Quadratic Residues – Part II

Recall what we’re trying to do here: to show that if p > 2 is prime and a is not a square modulo p, then a^{(p-1)/2} \equiv -1 \pmod p. As mentioned at the end of the previous part, we will need…

Primitive Roots

Again, let p > 2 be prime. For any a which is not divisible by p, recall that we have d = ordp(a), which is the smallest positive integer d for which a^d \equiv 1 \pmod p. We had proven earlier that d must divide p-1.

Definition : a primitive root is an element g mod p such that ord_p(g) = p-1 exactly.

In other words, among the elements 1, g, g^2, g^3, \dots, g^{p-2} (modulo p), only the first is equal to 1. In fact, we can say more: all these p-1 elements are distinct mod p! Indeed, if gi ≡ gj (mod p) for some 0 ≤ i < p-2, then since g is coprime to p, we can do cancellation on both sides to obtain gj-i ≡ 1 (mod p) where 0 < j-i ≤ p-2 which contradicts our assumption. So the p-1 elements 1, g, g^2, \dots, g^{p-2} are distinct and each is congruent to one of {1, 2, …, p-1}. In short:

If g is a primitive root, then the successive powers 1, g, g^2, \dots, g^{p-2} forms a permutation of {1, 2, …, p-1}.


  • p = 7 : pick g = 3, then the successive powers of 3 give : 1, 3, 3^2 \equiv 2, 3^3 \equiv 6, 4, 5.
  • p = 13 : pick g = 2, then powers of 2 give 1, 2, 4, 8, 3, 6, 12, 11, 9, 5, 10, 7.

Now, we shall state a theorem without proof (with apology in advance … but it’s a very classical result and the reader should have no difficulty finding a book with proof).

Theorem. Every prime p has at least one primitive root.

Exercise 1: exactly how many primitive roots are there modulo p ?

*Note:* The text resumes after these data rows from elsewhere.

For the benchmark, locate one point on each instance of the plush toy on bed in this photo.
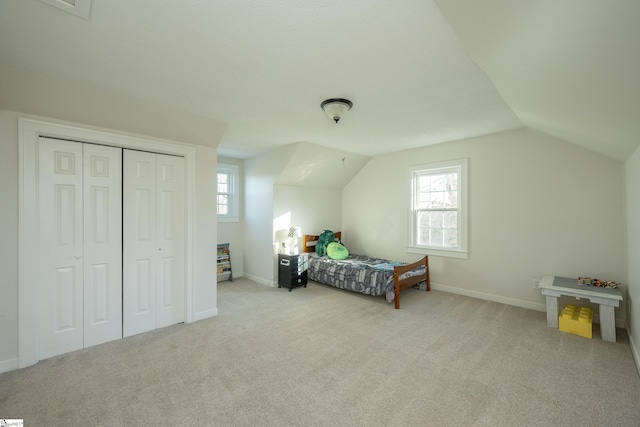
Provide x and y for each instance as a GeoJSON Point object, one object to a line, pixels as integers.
{"type": "Point", "coordinates": [324, 239]}
{"type": "Point", "coordinates": [337, 250]}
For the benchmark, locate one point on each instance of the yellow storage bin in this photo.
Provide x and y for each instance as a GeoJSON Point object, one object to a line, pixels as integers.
{"type": "Point", "coordinates": [576, 320]}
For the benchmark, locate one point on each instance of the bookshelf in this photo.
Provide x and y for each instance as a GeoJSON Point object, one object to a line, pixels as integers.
{"type": "Point", "coordinates": [224, 263]}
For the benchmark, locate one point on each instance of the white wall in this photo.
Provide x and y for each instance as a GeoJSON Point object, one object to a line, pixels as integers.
{"type": "Point", "coordinates": [537, 205]}
{"type": "Point", "coordinates": [310, 208]}
{"type": "Point", "coordinates": [260, 252]}
{"type": "Point", "coordinates": [632, 169]}
{"type": "Point", "coordinates": [8, 240]}
{"type": "Point", "coordinates": [233, 232]}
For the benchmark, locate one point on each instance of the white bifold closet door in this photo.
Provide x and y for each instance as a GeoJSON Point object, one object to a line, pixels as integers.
{"type": "Point", "coordinates": [80, 245]}
{"type": "Point", "coordinates": [154, 233]}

Exercise 2: prove that if m is a positive integer not divisible by p-1, then 1^m + 2^m + \dots + (p-1)^m is a multiple of p.

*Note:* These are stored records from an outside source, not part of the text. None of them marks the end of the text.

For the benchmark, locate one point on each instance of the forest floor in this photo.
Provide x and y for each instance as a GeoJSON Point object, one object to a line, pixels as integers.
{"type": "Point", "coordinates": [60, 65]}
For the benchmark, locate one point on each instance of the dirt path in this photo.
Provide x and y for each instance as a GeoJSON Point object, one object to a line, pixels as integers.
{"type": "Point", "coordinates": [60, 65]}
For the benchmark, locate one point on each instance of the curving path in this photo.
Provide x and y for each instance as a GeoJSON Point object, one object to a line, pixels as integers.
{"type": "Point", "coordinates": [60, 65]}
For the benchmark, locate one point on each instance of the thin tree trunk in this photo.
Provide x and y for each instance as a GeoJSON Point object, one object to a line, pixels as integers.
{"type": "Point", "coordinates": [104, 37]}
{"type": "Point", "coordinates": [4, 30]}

Ok, now we’re ready to explain why a^{(p-1)/2} \equiv -1 \pmod p for non-square a modulo p. Pick a primitive root g mod p. Since the powers of g (mod p) run through the entire set {1, 2, …, p-1} in some order, we have

g^i \equiv a \pmod p

for some i. We had already seen that a^{(p-1)/2} \equiv \pm 1 \pmod p must hold, so it suffices to show a^{(p-1)/2} \not\equiv +1 \pmod p. But if a^{(p-1)/2} \equiv +1 \pmod p, then:

g^{i(p-1)/2} \equiv +1 \pmod p.

Since the multiplicative order of g modulo p is exactly p-1, it just means that i(p-1)/2 is a multiple of p-1, i.e. i is a multiple of 2, so we write i = 2j. Thus, a \equiv g^{2j}\equiv (g^j)^2 \pmod p is a square modulo p, which is a contradiction. ♦

Exercise 3 : prove that if p > 2 is prime, then (-1) is a square modulo p if and only if p is 1 modulo 4. [ Thanks to our theory of quadratic residues, this result is utterly trivial. ]

Exercise 4 : prove that if p > 2 is prime, then 2 is a square modulo p if and only if p ≡ ±1 (mod 8).

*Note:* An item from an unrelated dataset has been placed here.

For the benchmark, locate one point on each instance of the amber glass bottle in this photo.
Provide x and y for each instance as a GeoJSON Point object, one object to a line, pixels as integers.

The last result is extremely important and not too easy, so we’ll guide you along with it. To read the hint, highlight the text starting from here … [ Hint : consider the elements 1, 2, … , (p-1)/2 modulo p. Upon multiplying them by 2, we obtain 2, 4, …, (p-1). Note that 2 × 4 × … × (p-3) × (p-1) ≡ (-1) × 2 × (-3) × 4 … . Now, multiply these (p-1)/2 numbers together, consider various cases modulo 8 and you’re done. ] … to here.

In the next chapter, we’ll introduce the Legendre symbol notation, an extremely handy notation for checking which numbers are squares mod p. Also, you’ll answer questions like “for what primes p is 3 a square mod p?”.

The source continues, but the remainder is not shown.